Spanish languageDiptongos e hiato - Spanish Diphthongs and Hiatus

When a Spanish word has two vowels side by side, various pronunciation issues come into play: syllable division, diphthongs, and hiatus.

In terms of syllable division, Spanish vowels are divided into two categories: strong vowels (A, E, O) and weak vowels (I, U). To pronounce Spanish correctly, you need to understand strong and weak vowels and how they affect pronunciation.


1.  Two strong vowels empleado
estéreo
europeo
impermeable
Pronounced as a hiatus* with normal rules of word stress (see lesson)

2.  Strong vowel + weak vowel (most common) abierto
australiano
baile
estudioso
fuerte
guasón ingenuo
Pronounced as a diphthong* with emphasis on the strong vowel.

3.  Two weak vowels
Pronounced as a diphthong with emphasis on the second vowel. suizo
cuidado

4.  Exceptions asiático
frío
jardinería
miércoles
natación
patriótico
policía
televisión
When the pronunciation of a word does not follow these rules, an acute accent is placed on the stressed vowel.

*Notes

Hiatus - Two vowels pronounced as two distinct syllables.

Diphthong - Two vowels pronounced as a single syllable. When this happens, the unstressed weak vowel has a special sound: the letter I sounds like Y (as in yet) and U sounds like W (as in will).

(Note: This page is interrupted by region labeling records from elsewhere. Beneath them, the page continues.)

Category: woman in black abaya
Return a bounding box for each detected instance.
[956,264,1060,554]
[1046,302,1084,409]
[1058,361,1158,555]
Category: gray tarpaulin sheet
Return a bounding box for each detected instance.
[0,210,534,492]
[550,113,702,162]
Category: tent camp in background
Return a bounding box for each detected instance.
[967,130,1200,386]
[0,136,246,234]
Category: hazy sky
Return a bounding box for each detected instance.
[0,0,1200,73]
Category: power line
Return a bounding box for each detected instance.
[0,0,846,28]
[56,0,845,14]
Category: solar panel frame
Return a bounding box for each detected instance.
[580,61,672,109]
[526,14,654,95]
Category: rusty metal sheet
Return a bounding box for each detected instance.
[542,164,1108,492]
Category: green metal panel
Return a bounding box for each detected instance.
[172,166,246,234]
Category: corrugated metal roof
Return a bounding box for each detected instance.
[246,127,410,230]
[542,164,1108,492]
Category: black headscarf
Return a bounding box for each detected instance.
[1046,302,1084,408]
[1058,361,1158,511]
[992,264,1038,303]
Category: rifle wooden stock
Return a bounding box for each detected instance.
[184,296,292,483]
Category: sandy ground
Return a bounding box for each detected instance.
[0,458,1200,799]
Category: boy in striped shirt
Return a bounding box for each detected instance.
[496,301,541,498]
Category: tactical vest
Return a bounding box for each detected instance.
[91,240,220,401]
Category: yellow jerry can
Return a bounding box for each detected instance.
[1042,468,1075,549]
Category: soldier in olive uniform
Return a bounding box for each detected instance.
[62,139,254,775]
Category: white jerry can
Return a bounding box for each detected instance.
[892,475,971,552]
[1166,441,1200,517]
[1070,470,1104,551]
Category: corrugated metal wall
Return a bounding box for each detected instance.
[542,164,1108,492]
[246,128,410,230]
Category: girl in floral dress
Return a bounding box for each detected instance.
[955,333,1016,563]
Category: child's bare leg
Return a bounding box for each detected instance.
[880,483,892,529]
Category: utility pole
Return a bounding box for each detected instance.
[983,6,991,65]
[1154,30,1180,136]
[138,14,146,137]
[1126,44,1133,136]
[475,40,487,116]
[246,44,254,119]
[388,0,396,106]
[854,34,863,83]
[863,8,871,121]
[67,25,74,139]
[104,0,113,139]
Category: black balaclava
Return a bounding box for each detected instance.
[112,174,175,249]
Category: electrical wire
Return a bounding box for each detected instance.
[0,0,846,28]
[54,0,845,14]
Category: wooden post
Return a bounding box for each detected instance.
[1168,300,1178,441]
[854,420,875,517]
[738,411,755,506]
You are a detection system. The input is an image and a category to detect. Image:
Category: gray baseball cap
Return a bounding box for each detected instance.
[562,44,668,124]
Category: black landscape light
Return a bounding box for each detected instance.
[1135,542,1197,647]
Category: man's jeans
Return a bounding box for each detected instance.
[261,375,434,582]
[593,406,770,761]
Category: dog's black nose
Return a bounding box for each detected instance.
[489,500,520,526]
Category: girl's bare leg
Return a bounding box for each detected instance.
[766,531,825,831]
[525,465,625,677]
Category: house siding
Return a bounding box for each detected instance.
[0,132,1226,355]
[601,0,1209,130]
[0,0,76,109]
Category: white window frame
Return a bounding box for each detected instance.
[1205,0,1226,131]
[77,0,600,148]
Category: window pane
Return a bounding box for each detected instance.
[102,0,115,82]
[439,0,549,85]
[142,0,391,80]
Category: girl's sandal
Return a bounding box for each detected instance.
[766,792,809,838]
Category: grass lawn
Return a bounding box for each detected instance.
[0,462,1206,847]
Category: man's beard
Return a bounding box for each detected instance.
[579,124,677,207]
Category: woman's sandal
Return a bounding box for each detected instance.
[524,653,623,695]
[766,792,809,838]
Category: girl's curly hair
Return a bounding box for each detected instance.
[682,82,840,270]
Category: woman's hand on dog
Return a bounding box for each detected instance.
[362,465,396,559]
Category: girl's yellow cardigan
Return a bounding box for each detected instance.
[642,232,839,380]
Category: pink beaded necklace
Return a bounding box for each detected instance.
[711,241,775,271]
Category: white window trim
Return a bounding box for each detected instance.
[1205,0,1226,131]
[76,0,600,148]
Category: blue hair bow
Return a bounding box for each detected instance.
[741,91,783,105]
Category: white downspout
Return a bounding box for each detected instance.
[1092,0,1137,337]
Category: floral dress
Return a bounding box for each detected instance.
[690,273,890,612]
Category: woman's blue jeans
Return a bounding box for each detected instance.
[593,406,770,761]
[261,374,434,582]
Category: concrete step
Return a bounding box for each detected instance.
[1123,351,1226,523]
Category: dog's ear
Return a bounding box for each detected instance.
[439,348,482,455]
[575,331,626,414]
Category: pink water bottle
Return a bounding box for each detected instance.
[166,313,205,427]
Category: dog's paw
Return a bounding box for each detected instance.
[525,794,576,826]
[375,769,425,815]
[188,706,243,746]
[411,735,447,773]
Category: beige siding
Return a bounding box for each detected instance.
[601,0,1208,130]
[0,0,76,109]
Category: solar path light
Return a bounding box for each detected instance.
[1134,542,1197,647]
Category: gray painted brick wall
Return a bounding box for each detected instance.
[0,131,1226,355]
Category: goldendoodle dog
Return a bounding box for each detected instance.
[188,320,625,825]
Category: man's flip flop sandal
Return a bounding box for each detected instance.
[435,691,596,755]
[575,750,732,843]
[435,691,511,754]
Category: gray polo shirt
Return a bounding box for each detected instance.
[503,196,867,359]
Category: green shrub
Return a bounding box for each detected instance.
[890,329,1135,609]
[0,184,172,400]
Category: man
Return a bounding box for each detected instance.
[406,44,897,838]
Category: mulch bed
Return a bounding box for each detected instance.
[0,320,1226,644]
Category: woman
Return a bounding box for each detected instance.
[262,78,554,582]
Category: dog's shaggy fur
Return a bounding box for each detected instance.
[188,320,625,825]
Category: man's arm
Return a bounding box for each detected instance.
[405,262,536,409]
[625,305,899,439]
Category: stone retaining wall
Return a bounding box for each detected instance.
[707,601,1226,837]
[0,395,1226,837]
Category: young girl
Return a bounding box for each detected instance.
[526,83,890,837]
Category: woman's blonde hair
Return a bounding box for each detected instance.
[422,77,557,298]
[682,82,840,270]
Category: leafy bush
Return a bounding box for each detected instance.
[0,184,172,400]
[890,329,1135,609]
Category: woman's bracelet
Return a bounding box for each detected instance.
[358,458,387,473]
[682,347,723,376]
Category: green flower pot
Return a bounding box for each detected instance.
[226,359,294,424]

The letter U - When U's purpose in a word is to make a consonant hard rather than soft (see lesson) as in portugués and guisantes, it does not count as a vowel and thus the above rules do not apply.

  

Please note that this lesson is only a guideline for the Spanish that I know, which is Castilian Spanish. There are many regional variations in Spanish pronunciation.